“The temptation to form premature theories upon insufficient data is the bane of our profession.”  – Sherlock Holmes

All of us should give heed to Sherlock Holmes’ advice, who are working in the field of IT Security – but is especially important for those of us, who develop some kind of data analytics solution, for example a User Behavior Analytics (UBA) tool. Garbage in, garbage out is a well-known slogan of the software development industry. It means that regardless of how accurate a program’s logic is, the results will be incorrect if the input is invalid.

Large enterprises hope that UBA can be a silver bullet for them, which is able to stop external attackers and malicious insiders, while in the same time efficiently increases the productivity of SOCs – at least, the marketing messages of UBA-vendors try to prove that. But the problem is as security departments race to provide an impenetrable defense against malicious insiders and outsiders, they don’t always have the high-quality data they need. They have lots of data – operating system logs, business application logs, network flow etc. –, but how much of it is relevant? Most of the enterprises don’t know who their real cyber adversaries are.  They don’t have the right data, the right people to analyze it, and the right tools to analyze the data with.

What is high quality data?

“War is ninety percent information.” – Napoleon Bonaparte

Magnifying glass and documents with analytics data lying on table,selective focusMagnifying glass and documents with analytics data lying on table,selective focus

However almost one and a half century elapsed between the death of Napoleon and the birth of cybersecurity, his quote is perfectly true for our industry as well. Security experts need to know their systems and users very well if they want to provide an effective defense against attackers. The most important thing that they need is high quality data. But how can we classify something as high quality data, what does it mean in the field of analytics?

First, high quality data means complete data – you should be able to capture everything related to the behavior of the user, avoiding any blind spots. All datasets have missing values but good models are able to substitute most of them. But if your dataset is full of holes like an Emmentaler cheese, the result of your analysis will be only as useful as a prophecy of a fortune-teller in the late night show of a cable TV. In practice it means you need to know not only the physical location and the login-logout times of the user when you build her user behavior profile, but her other characteristics as well, from the list of favorite applications to her idiosyncratic keyboard usage patterns.

 “Not everything that can be counted counts, and not everything that counts can be counted.” – Albert Einstein

Second, although you should capture everything, you don’t want to feed your analytics solution with everything – you need to sort the really relevant information. All data analytics solution has a maximum processing capacity. The key of maximum effectiveness is loading only the really relevant data. It means that you should be able to filter, transform and enrich the data with the most relevant information before feeding it to your analytics solution. The two most important aspects of relevancy:

  • The data must be connected to a single user
  • The data must describe the behavior of a single user directly

For example network data – such as NetFlow – is a great source of plentiful data but it shows only the low-level reactions of users, not their exact activities. As it generates too much data, the signal-to-noise ratio is unfavorable, so analysis of this data offers more problems than advantages.

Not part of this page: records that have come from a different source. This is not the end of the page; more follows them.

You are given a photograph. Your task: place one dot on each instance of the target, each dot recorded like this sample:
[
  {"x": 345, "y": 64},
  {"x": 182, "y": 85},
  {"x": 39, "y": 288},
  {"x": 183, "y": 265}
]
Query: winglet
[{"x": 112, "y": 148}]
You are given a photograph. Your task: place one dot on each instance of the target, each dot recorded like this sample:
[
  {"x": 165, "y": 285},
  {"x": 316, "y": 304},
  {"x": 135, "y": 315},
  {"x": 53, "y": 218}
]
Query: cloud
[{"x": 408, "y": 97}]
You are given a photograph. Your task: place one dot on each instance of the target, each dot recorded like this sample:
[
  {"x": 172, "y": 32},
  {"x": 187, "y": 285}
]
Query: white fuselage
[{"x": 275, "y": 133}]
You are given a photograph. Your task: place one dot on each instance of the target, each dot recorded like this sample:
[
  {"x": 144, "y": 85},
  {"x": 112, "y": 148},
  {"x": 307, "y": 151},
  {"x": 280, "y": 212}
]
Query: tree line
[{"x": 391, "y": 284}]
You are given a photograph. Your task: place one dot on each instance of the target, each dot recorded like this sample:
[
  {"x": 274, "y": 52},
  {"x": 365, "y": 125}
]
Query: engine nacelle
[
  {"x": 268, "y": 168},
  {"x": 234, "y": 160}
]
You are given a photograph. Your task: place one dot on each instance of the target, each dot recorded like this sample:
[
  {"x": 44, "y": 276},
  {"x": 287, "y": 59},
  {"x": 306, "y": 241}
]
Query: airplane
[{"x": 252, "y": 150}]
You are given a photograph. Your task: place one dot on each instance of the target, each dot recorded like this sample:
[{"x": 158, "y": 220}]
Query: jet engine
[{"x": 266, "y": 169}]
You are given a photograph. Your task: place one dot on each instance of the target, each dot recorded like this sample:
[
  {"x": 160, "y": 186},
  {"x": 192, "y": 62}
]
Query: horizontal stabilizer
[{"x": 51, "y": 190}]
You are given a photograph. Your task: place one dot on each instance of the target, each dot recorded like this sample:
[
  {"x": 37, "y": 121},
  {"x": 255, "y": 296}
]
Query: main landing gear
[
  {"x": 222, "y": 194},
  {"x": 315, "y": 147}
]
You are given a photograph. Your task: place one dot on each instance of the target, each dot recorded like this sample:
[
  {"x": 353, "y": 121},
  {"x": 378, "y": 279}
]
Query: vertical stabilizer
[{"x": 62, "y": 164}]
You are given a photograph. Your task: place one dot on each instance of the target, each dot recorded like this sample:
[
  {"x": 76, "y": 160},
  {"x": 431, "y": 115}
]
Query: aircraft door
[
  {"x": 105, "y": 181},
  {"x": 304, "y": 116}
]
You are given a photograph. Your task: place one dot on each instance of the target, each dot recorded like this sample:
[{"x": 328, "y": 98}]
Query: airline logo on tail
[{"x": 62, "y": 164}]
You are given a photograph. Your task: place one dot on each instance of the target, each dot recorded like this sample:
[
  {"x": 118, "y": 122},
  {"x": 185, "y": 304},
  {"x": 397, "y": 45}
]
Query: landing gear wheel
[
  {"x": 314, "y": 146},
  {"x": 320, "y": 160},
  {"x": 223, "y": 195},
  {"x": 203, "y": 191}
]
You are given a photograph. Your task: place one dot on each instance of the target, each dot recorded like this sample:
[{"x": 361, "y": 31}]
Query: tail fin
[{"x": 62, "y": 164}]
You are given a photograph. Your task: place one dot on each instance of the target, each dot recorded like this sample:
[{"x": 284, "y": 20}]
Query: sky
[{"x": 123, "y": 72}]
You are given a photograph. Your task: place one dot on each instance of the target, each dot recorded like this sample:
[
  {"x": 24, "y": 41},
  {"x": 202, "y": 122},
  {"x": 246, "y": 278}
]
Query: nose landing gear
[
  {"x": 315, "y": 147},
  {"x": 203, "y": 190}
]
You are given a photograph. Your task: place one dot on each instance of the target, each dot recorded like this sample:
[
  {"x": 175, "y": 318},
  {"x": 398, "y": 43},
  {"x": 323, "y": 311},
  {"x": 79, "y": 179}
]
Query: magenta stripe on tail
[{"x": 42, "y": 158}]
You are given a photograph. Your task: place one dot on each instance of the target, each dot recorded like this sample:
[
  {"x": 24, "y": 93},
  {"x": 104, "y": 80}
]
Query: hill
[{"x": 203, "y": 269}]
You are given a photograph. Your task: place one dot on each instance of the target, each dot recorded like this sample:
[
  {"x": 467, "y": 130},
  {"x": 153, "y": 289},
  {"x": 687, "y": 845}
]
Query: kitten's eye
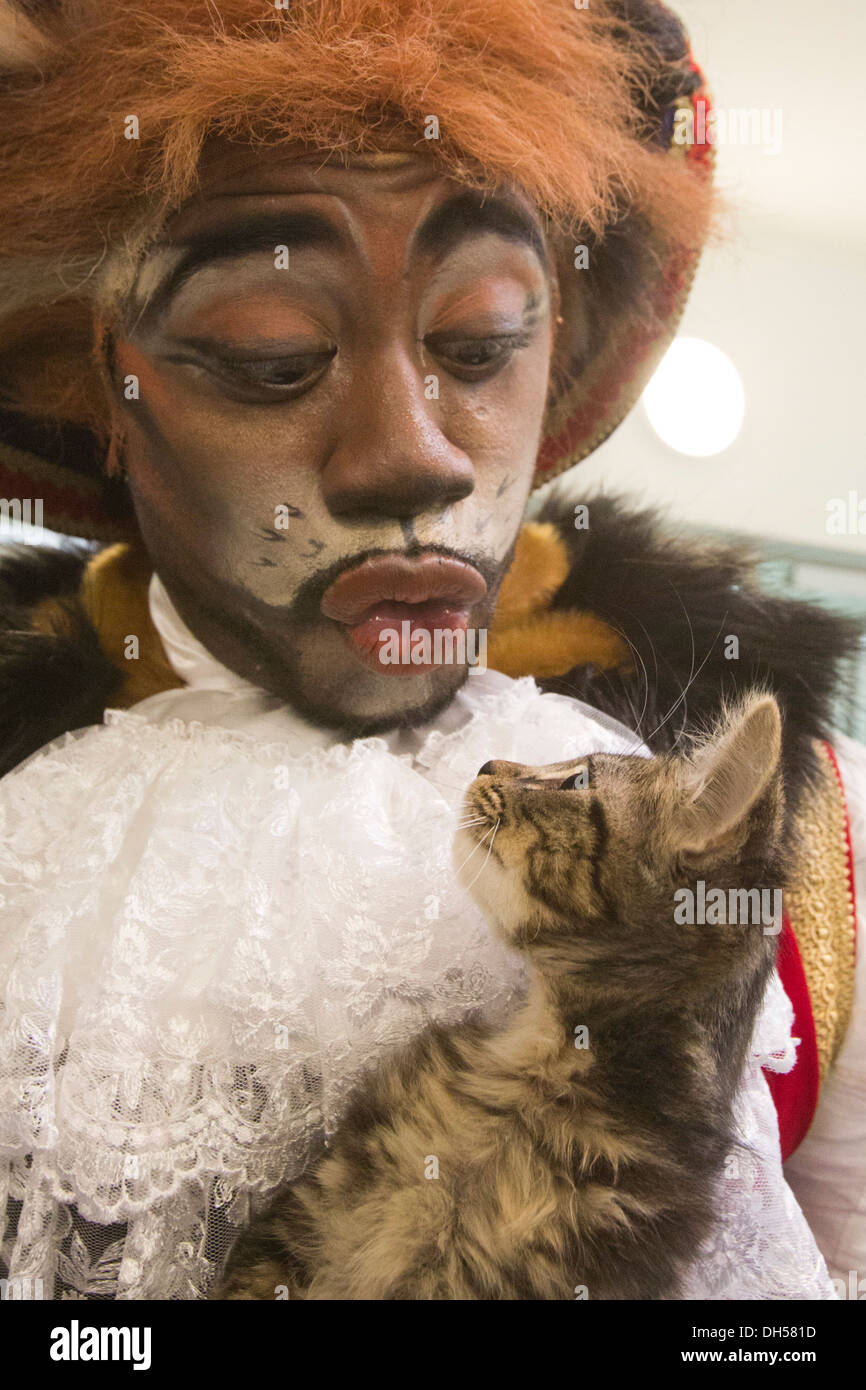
[{"x": 573, "y": 781}]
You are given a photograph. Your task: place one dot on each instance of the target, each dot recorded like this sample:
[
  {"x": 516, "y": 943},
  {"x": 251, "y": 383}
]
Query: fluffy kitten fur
[{"x": 560, "y": 1168}]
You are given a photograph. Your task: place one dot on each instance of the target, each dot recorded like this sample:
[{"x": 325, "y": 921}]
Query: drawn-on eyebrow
[
  {"x": 259, "y": 232},
  {"x": 471, "y": 214},
  {"x": 464, "y": 216}
]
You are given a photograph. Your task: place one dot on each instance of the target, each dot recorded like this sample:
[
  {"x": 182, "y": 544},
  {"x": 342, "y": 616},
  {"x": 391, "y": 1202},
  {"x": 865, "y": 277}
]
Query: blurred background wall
[{"x": 784, "y": 296}]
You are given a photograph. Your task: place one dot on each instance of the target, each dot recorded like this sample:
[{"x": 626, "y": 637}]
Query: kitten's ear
[{"x": 726, "y": 777}]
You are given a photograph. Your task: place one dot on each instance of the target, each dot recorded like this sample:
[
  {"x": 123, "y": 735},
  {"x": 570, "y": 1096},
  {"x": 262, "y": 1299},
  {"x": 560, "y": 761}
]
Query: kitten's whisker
[
  {"x": 488, "y": 854},
  {"x": 477, "y": 845}
]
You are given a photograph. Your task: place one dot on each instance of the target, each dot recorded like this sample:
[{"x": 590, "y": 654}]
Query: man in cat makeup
[{"x": 316, "y": 305}]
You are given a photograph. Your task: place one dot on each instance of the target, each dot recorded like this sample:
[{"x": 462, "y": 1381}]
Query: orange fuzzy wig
[{"x": 569, "y": 103}]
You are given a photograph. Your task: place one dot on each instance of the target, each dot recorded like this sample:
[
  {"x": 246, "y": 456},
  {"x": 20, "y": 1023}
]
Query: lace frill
[{"x": 205, "y": 943}]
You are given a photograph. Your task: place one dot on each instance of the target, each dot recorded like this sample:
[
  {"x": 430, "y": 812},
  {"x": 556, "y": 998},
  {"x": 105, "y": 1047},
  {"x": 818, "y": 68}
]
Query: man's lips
[
  {"x": 428, "y": 594},
  {"x": 399, "y": 578}
]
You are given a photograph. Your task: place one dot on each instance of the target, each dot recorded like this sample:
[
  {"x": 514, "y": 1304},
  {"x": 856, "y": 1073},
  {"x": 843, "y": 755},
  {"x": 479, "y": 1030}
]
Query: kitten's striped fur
[{"x": 560, "y": 1169}]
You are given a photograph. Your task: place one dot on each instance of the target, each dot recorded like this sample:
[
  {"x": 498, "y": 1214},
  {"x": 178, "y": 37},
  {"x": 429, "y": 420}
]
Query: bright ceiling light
[{"x": 695, "y": 401}]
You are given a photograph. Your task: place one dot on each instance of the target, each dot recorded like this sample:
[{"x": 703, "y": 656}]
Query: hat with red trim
[{"x": 106, "y": 111}]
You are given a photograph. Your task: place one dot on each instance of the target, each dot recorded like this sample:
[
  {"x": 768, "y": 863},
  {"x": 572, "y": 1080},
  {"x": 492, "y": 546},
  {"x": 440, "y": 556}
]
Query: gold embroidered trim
[{"x": 822, "y": 912}]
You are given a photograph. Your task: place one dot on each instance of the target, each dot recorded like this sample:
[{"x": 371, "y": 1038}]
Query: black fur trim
[
  {"x": 674, "y": 601},
  {"x": 49, "y": 683}
]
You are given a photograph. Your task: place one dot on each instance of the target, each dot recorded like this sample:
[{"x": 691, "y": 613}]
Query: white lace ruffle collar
[{"x": 213, "y": 919}]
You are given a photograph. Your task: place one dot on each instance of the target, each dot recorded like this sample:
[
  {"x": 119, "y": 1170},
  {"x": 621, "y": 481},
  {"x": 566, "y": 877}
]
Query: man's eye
[
  {"x": 277, "y": 374},
  {"x": 473, "y": 357}
]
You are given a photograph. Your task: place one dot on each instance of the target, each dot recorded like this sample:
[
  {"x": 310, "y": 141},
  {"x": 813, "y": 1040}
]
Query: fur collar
[{"x": 620, "y": 615}]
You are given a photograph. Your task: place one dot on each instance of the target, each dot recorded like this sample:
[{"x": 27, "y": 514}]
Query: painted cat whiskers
[{"x": 576, "y": 1148}]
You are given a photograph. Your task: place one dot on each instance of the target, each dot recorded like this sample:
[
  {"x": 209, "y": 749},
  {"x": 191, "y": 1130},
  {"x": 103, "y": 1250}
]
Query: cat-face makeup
[
  {"x": 376, "y": 388},
  {"x": 583, "y": 862}
]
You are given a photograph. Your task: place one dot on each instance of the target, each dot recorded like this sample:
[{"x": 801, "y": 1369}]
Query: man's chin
[{"x": 362, "y": 704}]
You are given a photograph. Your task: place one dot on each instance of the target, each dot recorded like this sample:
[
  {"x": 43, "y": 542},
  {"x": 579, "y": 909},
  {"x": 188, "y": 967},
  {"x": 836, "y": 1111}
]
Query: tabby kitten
[{"x": 574, "y": 1151}]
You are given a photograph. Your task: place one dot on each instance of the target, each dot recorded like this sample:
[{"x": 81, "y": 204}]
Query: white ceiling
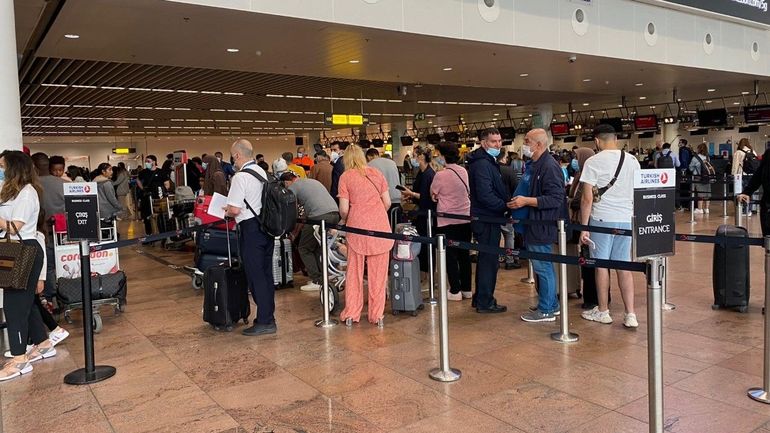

“If you can’t explain it simply, you don’t understand it well enough.” – Albert Einstein

Third, high quality data can’t be aggregated information. The ability to own the granular data about the behavior of users is not just nice to have – it is a must have. Although aggregated data is useful in many situations – and it is also easier to store – but for example granular data is always needed for incident investigation, which is a typical use case for every User Behavior Analytics solution.

Typical failures of data analytics projects

  • Resolving of identities
    When a user accesses several different services with different usernames, you must be able to connect these to the proper persona instead of creating a redundant one.
  • Understanding of data
    You must know the characteristics of your data before you start to analyze it – e.g. you should never try to count an average from the ID-number of the users.
  • Continuous baseline-building
    The representation of the reality must closely follow the changes of the reality – you should update your baselines as frequently as possible to avoid a growing number of false positives and false negatives. It is extremely important especially when the user moves to a new position or another important factor changes.
  • Inconsistent data format
    Consistency is crucial in data sciences. If the format of your dataset varies, your model won’t be able to interpret the required results.

Any analytics project can be successful only if it considers these aspects of high quality data. The famous pollster, Arthur C. Nielsen’s quote perfectly shows the reward of these projects: The price of light is less than the cost of darkness.